Di dekat pulau Kalimantan, kapal itu dilanda topan. Pdt.
Bruckner dan putranya harus memegang tiang layar; kalau tidak, mereka
akan terbawa hanyut oleh ombak besar. Bahkan nahkoda kapal berteriak,
"Tidak ada harapan lagi!"
Namun Tuhan mengindahkan doa-doa yang tulus pada hari itu.
Sebuah kapal yang setengah reyot dapat dengan susah payah mencapai
tempat berlabuh di pulau Jawa.
Setelah ia pulamg ke Semarang, Gottlob Bruckner hampir tidak
mempynyai waktu untuk bersalaman dengan istrinya dan kedua putrinya.
Lima hari pertama setelah ia tiba itu adalah hari-hari yang penuh
dengan kegemparan. Sebanyak tujuh ribu surat selebaran dalam bahasa
Jawa dibagi-bagikan kepada rakyat yang berdesakan memperolehnya.

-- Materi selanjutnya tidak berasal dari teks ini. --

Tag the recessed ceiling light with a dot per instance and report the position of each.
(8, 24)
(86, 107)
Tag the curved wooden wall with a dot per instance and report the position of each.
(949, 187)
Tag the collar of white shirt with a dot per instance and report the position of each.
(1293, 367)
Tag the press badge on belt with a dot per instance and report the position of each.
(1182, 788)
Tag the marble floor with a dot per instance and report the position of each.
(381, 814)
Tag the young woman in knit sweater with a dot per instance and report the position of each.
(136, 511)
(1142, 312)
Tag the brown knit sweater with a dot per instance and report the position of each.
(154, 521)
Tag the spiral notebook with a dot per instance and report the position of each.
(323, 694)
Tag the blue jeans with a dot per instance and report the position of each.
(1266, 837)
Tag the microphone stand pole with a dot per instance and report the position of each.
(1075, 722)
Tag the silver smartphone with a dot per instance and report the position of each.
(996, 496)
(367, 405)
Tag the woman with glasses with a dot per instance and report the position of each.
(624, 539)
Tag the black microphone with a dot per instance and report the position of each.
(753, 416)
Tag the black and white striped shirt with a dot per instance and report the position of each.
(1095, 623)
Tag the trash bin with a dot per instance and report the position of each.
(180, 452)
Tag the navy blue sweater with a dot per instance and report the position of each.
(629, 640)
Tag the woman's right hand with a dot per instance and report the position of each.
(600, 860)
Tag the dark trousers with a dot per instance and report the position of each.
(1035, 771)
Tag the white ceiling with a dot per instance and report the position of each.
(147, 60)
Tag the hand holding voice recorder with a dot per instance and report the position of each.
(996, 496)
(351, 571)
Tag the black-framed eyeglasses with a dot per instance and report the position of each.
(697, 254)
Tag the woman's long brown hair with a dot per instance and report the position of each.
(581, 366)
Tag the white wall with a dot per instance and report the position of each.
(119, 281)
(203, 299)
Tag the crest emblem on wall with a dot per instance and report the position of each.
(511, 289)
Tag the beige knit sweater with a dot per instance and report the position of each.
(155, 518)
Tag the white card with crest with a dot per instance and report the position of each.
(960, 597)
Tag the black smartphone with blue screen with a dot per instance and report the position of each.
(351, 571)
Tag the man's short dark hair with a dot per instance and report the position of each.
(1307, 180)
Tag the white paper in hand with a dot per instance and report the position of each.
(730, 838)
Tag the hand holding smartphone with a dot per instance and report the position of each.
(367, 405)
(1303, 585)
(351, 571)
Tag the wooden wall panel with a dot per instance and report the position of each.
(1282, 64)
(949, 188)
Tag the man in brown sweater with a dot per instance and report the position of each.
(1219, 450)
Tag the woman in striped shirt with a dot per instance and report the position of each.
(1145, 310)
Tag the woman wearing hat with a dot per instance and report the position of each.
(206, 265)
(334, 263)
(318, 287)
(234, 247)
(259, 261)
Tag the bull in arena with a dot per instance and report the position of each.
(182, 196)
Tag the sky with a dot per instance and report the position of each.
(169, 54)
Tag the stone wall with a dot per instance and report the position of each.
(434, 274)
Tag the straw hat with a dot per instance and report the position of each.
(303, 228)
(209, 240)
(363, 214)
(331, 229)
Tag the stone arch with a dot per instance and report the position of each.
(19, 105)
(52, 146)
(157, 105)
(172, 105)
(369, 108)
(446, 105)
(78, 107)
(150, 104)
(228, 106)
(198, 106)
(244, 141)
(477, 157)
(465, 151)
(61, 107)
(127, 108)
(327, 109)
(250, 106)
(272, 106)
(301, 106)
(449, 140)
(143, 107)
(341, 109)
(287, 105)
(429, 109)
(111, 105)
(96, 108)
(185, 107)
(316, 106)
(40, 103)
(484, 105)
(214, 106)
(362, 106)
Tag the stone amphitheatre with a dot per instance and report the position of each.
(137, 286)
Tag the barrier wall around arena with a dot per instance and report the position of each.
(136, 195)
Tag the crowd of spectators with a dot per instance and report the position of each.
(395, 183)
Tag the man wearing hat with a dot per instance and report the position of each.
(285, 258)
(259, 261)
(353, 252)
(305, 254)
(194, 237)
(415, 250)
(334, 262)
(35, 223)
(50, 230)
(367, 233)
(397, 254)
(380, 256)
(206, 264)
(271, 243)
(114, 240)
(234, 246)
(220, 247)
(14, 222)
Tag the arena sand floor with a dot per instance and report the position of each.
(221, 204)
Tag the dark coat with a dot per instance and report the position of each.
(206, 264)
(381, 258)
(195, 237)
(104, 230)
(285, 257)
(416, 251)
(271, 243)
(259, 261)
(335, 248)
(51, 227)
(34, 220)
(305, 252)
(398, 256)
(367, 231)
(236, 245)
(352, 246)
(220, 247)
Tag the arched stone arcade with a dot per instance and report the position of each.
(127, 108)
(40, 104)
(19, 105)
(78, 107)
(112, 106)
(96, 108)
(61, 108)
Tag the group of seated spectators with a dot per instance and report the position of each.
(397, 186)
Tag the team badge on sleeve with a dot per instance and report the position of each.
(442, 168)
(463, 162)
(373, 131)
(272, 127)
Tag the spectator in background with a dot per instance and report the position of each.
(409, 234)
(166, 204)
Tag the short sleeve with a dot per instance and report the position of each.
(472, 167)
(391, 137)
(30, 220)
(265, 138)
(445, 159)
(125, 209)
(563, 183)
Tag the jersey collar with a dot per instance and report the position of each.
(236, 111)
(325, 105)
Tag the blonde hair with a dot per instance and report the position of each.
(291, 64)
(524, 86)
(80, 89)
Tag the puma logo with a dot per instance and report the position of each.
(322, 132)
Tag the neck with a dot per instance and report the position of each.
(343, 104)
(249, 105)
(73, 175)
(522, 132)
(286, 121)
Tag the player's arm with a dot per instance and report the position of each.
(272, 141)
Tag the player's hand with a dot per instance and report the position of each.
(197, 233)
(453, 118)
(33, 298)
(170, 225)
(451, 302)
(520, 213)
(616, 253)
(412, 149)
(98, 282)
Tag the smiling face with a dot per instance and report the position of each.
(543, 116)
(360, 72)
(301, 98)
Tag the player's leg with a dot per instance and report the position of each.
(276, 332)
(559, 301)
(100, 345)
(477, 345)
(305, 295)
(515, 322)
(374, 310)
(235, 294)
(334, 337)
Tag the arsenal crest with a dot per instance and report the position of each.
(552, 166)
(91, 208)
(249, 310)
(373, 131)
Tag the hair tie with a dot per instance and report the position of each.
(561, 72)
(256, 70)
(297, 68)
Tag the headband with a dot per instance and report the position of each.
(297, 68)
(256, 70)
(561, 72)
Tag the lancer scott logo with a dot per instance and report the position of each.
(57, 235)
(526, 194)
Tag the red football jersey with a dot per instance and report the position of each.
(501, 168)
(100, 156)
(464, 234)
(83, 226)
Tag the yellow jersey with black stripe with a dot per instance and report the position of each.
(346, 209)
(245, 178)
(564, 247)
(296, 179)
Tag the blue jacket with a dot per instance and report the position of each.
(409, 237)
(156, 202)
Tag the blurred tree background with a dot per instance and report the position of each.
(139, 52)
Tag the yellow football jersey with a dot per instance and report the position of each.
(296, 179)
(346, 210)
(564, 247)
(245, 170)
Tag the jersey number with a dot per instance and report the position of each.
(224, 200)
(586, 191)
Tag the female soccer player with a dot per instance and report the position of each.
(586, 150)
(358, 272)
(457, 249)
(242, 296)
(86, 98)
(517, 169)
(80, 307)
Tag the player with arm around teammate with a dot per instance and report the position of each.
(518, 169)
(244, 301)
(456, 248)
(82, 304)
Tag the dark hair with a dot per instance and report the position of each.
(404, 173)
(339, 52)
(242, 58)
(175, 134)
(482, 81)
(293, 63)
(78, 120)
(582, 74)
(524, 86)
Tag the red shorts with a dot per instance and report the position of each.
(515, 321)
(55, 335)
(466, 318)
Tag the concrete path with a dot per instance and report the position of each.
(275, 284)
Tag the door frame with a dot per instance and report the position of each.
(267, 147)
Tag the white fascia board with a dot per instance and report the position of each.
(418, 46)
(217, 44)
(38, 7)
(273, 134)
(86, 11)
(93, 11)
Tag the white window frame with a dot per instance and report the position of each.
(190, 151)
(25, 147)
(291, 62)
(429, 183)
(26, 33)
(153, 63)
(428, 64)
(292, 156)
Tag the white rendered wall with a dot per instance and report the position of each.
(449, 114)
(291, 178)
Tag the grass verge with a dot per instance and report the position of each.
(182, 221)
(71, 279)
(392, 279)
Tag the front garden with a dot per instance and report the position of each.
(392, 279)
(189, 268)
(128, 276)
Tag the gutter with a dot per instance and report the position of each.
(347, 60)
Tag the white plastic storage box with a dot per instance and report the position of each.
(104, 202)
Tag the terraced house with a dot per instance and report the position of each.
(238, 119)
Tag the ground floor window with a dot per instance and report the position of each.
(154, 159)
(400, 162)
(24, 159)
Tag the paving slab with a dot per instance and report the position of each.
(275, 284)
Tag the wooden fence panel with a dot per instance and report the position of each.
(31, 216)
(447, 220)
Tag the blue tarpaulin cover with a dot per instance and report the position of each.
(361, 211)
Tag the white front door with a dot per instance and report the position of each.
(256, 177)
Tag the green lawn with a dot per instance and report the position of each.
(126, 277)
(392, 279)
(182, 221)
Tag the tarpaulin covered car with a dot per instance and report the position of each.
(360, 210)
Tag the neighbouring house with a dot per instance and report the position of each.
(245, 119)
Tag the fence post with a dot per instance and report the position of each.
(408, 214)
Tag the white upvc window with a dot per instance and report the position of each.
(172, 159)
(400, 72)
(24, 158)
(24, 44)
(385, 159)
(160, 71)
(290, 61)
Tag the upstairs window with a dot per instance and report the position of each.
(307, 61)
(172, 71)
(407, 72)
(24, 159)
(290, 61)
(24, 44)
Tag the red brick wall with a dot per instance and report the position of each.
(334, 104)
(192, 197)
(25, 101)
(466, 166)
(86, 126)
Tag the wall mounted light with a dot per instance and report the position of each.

Tetapi pemerintah penjajah masih kurang menyetujui apa pun
yang diperkirakan akan membangkitkan semua suku Jawa. Sepasukan
tentara datang dan menyita sisa surat-surat selebaran itu, serta
hampir semua Kitab Perjanjian Baru dalam bahasa Jawa. Hanya karya
Gottlob Bruckner seumur hidupnya itu dikunci dalam sebuah almari besi
di ibu kota Jakarta.
Namun Pdt. Bruckner tetap gigih, dan tetap mencari akal. Ia
masih mempunyai bungkusan-bungkusan kertas itu, serta aksara-aksara
bahasa Jawa yang dapat dicocokkan pada mesin cetak. Dengan diam-diam
ia mencetak lagi surat-surat selebaran. Sedikit demi sedikit ia
mengedarkannya di antara orang-orang Jawa. Maka Kabar Baik dalam
bahasa Jawa itu tetap tersebar luas.
Pdt. Bruckner juga mengambil tindakan khusus dengan dua di
antara Kitab-Kitab Perjanjian Baru Bahasa Jawa yang masih ada pada
dia: Salah satunya diposkan kepada raja Belanda, dan yang satunya
lagi diposkan kepada raja Prusia (yaitu sebagian dari negeri Jerman).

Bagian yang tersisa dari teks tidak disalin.